The military government is bracing for a response from the Economic Community of West African States (ECOWAS) after ignoring its deadline to reinstate the country’s ousted President Mohamed Bazoum or face the threat of military intervention.
The disruption adds to a band of African airspace facing geopolitical disruptions including Libya and Sudan, with some flights facing up to 1,000km (620 miles) in detours.
“The closure of Niger’s airspace dramatically widens the area over which most commercial flights between Europe and southern Africa cannot fly,” tracking service Flightradar24 said in a blog post.
Air France has suspended flights to and from Ouagadougou in Burkina Faso and Bamako in Mali until August 11, the company said on Monday, with longer flight times expected in the West African region.
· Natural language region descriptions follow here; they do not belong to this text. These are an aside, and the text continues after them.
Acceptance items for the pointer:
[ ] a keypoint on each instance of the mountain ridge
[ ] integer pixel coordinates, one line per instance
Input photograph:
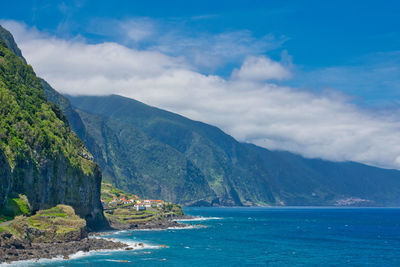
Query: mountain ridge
(41, 157)
(244, 174)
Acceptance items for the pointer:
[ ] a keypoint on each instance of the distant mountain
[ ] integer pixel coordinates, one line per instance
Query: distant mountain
(160, 154)
(40, 156)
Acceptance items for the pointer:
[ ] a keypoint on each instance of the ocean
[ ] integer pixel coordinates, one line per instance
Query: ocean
(260, 237)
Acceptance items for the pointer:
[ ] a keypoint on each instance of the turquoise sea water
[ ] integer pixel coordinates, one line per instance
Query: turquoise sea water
(263, 236)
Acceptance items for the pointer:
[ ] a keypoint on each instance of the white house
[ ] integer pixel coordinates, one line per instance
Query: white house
(140, 206)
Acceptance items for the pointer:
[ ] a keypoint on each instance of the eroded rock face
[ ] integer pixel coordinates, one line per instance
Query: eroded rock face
(55, 181)
(5, 179)
(43, 158)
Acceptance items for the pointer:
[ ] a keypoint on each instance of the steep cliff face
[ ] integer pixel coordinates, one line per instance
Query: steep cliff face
(237, 173)
(5, 179)
(42, 157)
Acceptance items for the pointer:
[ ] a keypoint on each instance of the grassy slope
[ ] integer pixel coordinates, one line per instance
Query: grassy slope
(57, 224)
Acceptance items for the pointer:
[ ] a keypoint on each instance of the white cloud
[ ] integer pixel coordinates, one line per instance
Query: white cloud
(260, 69)
(205, 51)
(269, 115)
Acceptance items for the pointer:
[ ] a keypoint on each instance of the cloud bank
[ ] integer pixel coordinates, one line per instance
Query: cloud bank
(249, 105)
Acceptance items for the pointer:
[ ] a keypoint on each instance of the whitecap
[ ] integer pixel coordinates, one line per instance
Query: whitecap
(198, 219)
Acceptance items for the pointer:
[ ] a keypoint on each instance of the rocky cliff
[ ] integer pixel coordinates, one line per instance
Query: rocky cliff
(40, 156)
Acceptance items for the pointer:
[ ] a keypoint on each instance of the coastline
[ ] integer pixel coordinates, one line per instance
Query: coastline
(13, 250)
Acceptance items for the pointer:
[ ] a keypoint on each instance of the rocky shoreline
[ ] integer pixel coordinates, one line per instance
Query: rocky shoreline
(153, 224)
(13, 249)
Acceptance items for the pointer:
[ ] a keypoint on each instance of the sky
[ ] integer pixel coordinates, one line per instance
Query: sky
(317, 78)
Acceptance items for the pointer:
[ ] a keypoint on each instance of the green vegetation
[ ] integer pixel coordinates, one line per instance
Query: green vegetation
(57, 224)
(40, 155)
(163, 155)
(126, 214)
(15, 207)
(108, 192)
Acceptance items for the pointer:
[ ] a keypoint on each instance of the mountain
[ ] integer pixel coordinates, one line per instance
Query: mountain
(40, 155)
(146, 150)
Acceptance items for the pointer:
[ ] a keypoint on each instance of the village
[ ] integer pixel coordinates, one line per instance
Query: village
(125, 210)
(134, 201)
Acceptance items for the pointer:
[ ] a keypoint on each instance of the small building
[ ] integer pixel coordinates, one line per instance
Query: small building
(140, 206)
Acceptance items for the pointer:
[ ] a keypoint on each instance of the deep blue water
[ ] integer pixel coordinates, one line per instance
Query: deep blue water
(265, 236)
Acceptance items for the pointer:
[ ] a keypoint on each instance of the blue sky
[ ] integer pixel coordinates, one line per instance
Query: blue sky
(318, 78)
(359, 38)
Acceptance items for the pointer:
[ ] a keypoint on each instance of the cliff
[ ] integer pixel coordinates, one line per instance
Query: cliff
(40, 156)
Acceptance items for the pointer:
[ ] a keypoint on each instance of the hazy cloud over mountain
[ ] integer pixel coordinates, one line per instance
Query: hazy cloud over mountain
(248, 104)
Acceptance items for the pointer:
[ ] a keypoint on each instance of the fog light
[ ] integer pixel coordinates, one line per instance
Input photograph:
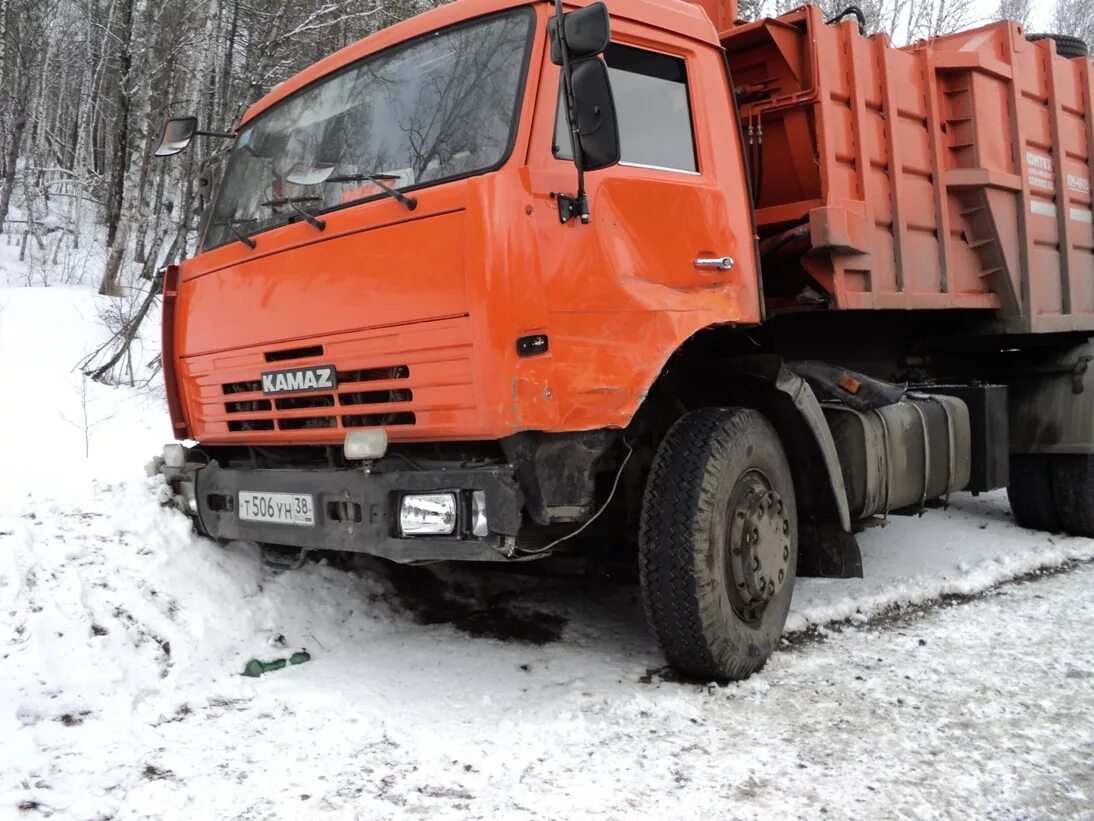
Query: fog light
(174, 454)
(479, 524)
(186, 489)
(428, 515)
(365, 444)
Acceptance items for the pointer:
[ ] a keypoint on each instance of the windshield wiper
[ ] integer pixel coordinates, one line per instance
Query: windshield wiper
(293, 203)
(410, 203)
(234, 226)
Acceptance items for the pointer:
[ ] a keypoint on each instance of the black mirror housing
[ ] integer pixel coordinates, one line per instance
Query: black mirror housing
(177, 134)
(588, 33)
(597, 127)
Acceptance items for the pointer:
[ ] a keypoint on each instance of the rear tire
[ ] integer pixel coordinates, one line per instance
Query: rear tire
(718, 543)
(1073, 488)
(1031, 492)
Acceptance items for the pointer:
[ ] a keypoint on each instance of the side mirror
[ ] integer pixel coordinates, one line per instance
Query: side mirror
(588, 32)
(177, 134)
(595, 113)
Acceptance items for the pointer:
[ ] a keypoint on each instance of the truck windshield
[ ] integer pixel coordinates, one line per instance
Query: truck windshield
(440, 107)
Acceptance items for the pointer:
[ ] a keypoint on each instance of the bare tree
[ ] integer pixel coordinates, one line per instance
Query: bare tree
(1074, 18)
(1017, 11)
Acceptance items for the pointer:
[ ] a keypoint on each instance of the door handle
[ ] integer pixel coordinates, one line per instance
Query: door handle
(721, 263)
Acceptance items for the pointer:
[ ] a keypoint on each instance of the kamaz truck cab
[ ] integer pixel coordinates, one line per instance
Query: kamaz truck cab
(488, 282)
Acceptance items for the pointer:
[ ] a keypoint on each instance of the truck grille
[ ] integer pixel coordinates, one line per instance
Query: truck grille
(427, 389)
(352, 399)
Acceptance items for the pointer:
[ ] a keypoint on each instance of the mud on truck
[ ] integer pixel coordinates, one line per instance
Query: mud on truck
(511, 279)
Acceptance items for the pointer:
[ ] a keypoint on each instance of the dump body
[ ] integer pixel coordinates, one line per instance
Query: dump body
(950, 173)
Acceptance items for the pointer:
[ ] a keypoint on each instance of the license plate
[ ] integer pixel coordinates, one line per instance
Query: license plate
(277, 508)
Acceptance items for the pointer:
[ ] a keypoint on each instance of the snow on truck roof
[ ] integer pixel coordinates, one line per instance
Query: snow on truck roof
(678, 16)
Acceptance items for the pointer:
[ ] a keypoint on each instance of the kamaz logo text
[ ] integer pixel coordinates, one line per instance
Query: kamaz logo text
(300, 380)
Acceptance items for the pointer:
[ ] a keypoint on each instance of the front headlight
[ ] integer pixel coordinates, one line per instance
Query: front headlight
(428, 515)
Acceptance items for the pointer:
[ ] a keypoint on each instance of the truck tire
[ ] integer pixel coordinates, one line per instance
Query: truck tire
(1033, 500)
(718, 543)
(1073, 489)
(1066, 45)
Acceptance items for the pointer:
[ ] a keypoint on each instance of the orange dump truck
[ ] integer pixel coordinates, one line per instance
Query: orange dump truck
(511, 280)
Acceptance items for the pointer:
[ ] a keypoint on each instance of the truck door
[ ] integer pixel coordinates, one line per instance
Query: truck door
(642, 277)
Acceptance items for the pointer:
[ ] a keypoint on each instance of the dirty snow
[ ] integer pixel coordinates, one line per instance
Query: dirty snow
(462, 694)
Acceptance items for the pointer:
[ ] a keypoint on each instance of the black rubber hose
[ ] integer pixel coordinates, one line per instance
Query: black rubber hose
(854, 10)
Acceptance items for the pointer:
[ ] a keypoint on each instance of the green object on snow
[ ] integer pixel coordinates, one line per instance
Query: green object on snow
(256, 668)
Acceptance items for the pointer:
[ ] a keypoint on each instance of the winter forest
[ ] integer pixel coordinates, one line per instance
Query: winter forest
(86, 84)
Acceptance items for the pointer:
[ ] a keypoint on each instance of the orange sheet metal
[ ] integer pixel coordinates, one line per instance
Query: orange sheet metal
(420, 312)
(951, 173)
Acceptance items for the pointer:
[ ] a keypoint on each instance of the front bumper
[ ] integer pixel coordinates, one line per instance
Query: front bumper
(357, 511)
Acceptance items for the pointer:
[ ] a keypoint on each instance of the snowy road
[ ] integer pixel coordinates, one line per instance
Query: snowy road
(121, 638)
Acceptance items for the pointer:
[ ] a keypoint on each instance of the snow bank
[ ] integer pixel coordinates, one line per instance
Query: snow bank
(123, 637)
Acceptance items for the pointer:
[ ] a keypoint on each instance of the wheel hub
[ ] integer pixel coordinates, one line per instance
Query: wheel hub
(759, 547)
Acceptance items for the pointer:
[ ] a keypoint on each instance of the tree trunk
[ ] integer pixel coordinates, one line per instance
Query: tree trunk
(10, 161)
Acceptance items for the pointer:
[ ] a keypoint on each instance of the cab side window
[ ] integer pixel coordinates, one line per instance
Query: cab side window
(651, 99)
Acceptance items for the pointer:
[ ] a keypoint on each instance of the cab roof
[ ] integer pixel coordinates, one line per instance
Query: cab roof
(673, 15)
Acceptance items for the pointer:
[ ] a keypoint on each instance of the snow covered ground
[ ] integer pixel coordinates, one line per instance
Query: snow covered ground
(463, 694)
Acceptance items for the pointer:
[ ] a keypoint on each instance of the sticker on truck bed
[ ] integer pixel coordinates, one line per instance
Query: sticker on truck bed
(300, 380)
(1039, 171)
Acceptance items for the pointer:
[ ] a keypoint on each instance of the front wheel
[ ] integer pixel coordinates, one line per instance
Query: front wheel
(718, 544)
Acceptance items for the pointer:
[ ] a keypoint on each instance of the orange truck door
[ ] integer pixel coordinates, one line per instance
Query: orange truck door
(649, 269)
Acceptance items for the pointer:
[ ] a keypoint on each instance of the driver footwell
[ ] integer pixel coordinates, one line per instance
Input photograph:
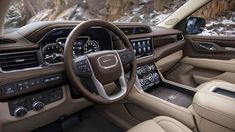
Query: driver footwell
(88, 120)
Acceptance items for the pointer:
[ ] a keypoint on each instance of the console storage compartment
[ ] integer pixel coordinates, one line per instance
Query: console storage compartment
(173, 94)
(215, 103)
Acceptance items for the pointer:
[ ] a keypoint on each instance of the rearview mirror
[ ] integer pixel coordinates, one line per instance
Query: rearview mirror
(195, 25)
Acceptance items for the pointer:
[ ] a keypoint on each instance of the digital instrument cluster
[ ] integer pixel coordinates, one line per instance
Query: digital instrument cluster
(53, 53)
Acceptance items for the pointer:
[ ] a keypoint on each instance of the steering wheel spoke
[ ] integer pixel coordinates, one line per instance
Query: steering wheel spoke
(126, 56)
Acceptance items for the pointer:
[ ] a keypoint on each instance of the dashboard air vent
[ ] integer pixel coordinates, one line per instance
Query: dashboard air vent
(7, 41)
(136, 30)
(127, 31)
(142, 30)
(18, 60)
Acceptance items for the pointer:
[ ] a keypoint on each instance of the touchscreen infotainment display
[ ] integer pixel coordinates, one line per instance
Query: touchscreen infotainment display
(142, 47)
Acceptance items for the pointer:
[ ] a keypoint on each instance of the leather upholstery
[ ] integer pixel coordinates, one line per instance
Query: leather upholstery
(160, 124)
(215, 107)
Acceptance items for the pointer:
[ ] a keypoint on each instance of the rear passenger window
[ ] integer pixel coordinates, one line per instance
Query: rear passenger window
(219, 16)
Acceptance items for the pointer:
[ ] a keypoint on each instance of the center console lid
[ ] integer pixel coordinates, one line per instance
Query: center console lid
(215, 102)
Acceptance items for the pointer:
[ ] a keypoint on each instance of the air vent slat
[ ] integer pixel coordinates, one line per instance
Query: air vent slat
(16, 56)
(7, 41)
(17, 61)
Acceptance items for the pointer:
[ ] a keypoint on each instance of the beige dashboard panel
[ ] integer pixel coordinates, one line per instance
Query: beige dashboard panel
(167, 62)
(220, 65)
(48, 114)
(161, 107)
(184, 11)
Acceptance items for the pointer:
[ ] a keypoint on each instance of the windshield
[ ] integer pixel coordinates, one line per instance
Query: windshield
(149, 12)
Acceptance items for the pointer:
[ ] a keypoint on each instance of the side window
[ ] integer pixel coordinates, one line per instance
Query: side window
(219, 16)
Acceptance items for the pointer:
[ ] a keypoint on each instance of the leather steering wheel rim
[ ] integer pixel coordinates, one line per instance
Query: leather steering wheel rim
(68, 60)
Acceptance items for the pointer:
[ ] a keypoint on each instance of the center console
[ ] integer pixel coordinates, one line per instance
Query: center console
(214, 105)
(148, 76)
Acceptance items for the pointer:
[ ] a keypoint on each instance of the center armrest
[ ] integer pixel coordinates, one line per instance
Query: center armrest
(215, 102)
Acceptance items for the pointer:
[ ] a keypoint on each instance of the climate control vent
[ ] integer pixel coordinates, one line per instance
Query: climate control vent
(18, 60)
(180, 37)
(136, 30)
(7, 41)
(142, 30)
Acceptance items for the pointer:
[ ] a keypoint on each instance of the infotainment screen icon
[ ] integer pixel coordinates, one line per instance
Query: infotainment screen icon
(142, 47)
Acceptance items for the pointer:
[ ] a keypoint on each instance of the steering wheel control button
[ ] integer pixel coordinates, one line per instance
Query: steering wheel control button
(20, 111)
(108, 61)
(38, 105)
(83, 68)
(148, 76)
(126, 56)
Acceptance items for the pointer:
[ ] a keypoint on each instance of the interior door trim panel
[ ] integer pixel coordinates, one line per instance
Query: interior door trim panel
(167, 62)
(214, 64)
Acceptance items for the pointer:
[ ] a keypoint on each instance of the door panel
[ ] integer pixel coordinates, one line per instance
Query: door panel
(225, 45)
(206, 58)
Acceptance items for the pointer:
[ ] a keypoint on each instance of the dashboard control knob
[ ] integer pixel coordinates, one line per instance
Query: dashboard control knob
(20, 111)
(38, 105)
(142, 82)
(156, 76)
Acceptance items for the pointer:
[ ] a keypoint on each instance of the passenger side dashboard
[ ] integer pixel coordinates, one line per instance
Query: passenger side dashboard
(30, 82)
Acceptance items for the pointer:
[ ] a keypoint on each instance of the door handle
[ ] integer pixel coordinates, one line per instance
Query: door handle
(205, 46)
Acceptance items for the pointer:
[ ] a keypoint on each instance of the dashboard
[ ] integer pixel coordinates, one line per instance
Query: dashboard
(92, 40)
(30, 89)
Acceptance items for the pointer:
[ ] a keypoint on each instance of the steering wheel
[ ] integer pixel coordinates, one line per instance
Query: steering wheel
(101, 67)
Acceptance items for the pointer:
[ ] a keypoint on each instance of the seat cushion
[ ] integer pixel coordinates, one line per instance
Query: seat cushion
(160, 124)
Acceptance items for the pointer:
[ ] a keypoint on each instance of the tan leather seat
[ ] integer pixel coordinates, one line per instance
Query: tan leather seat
(160, 124)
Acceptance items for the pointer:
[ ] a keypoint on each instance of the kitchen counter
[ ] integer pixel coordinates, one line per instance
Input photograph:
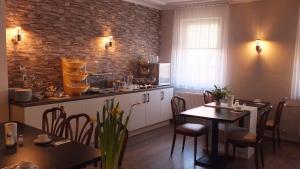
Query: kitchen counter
(81, 97)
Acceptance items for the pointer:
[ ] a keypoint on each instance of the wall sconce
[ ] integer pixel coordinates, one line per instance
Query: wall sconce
(258, 46)
(109, 42)
(18, 34)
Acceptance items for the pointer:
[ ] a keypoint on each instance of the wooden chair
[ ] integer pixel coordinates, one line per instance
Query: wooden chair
(208, 97)
(96, 139)
(53, 121)
(274, 125)
(241, 137)
(83, 128)
(184, 128)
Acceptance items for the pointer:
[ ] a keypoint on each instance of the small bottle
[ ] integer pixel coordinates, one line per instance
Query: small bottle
(20, 140)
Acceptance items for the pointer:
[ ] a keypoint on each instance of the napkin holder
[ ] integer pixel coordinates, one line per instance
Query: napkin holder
(230, 99)
(11, 133)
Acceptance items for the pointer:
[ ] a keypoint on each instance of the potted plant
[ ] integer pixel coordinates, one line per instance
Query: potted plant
(219, 94)
(111, 135)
A spokesperson added that Air France expected longer flight times from sub-Saharan hub airports and that flights between Charles de Gaulle Airport in Paris and Accra in Ghana were set to operate non-stop.
But aviation analyst James Halstead said that airlines would mostly have to find alternative routes and difficulties should be limited given the small number of African air connections.
“I’m not sure this is a huge disruption … it will affect routes from Europe to Nigeria and South Africa and probably from the Gulf to Ethiopia to West Africa,” he said.
Spokespeople for Lufthansa and Brussels Airlines said that flight times could be between one-and-a-half and three-and-a-half hours longer for rerouted flights.
In an emailed statement to Reuters news agency, British Airways said it “apologised to those customers affected for the disruption to their journeys”, and said it was working hard to get them on their way again as quickly as possible.